A group of researchers from Sweden and Australia used 3-D modelling and X-ray technology to reveal links between the brain of the Australian lungfish and its 365-million-year-old relatives, fossils of which were uncovered in Western Australia.
The lungfish is the world’s most enduring vertebrates, remaining relatively unchanged since the Cretaceous period when it lived alongside the dinosaurs. The oldest lungfish lived over 410 million years ago.
Among fish species, is also the closest living relative to humans. Their relatively big brain fills about 80% of their cranial cavity, a trait which makes them more human-like than most fish.
These fishy cousins of ours offer “great insight into our ancient ancestors who first crawled out of water and onto land some 370 million years ago”, says Flinders University evolutionary biologist and lead author of the paper, Alice Clement.
The new “brain-warp” method is important because when it comes to ancient anatomy, brains are extremely difficult to study.

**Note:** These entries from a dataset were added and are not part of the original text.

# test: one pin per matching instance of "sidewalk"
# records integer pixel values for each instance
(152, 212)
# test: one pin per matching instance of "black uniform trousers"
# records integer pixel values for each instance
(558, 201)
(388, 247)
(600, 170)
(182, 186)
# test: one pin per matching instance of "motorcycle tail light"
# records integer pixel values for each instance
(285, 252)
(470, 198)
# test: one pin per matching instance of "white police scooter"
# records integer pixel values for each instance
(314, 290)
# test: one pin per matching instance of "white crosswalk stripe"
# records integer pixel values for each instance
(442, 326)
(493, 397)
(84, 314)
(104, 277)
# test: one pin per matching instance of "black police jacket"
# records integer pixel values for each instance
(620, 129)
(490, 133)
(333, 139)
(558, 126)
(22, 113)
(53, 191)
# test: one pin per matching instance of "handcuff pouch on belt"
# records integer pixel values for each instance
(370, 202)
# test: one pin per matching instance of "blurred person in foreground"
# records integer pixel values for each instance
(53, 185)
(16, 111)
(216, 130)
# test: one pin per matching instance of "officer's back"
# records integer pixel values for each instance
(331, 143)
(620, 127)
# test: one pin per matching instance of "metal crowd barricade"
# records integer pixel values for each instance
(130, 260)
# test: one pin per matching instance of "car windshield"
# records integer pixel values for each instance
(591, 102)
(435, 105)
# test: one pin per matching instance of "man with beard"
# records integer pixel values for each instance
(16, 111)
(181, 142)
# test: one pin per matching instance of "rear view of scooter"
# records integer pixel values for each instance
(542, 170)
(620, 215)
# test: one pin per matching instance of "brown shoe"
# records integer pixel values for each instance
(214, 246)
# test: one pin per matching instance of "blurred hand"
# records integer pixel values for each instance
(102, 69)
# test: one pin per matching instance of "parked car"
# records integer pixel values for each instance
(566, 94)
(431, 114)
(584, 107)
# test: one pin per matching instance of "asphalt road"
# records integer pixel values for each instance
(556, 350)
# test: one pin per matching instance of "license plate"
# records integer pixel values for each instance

“Animals’ soft tissue usually breaks down, so discovery of a fossilised brain is very rare,” explains John Long, a palaeontologist at Flinders University and co-author of the paper.
“We believe our new brain-warp technique can be adopted across many other fossil groups and will revolutionise the way scientists restore fossil brains and how they study them.”
Through a CT scan of one of three living species of Australian lungfish (Neoceratodus), Clement and her colleagues used the relationship between brain and cranium as a template to reconstruct the shape of the brain of the ancient lungfish (Rhinodipterus) from its fossilised skull.
“We can use the ‘brain warp’ computer technique to virtually morph the ‘modern’ brain of the lungfish into the early cranial cavity, or fossil endocast, from the fossil Rhinodipterus found in a renowned Devonian site in Western Australia,” Clement explains.
Researchers say understanding brain development in different species will provide a crucial piece of the evolutionary puzzle.
“This is an exciting way to more accurately reconstruct and understand changes in the brain and behaviour over the centuries,” Clement says.
“In fish, it can help us understand in which groups and when certain senses such as smell or vision became more important than others, and how the development of higher cognitive centres may have helped some groups flourish while others flounder.”
The technique was published in the journal Royal Society Open Science.
Amy Middleton is a Melbourne-based journalist.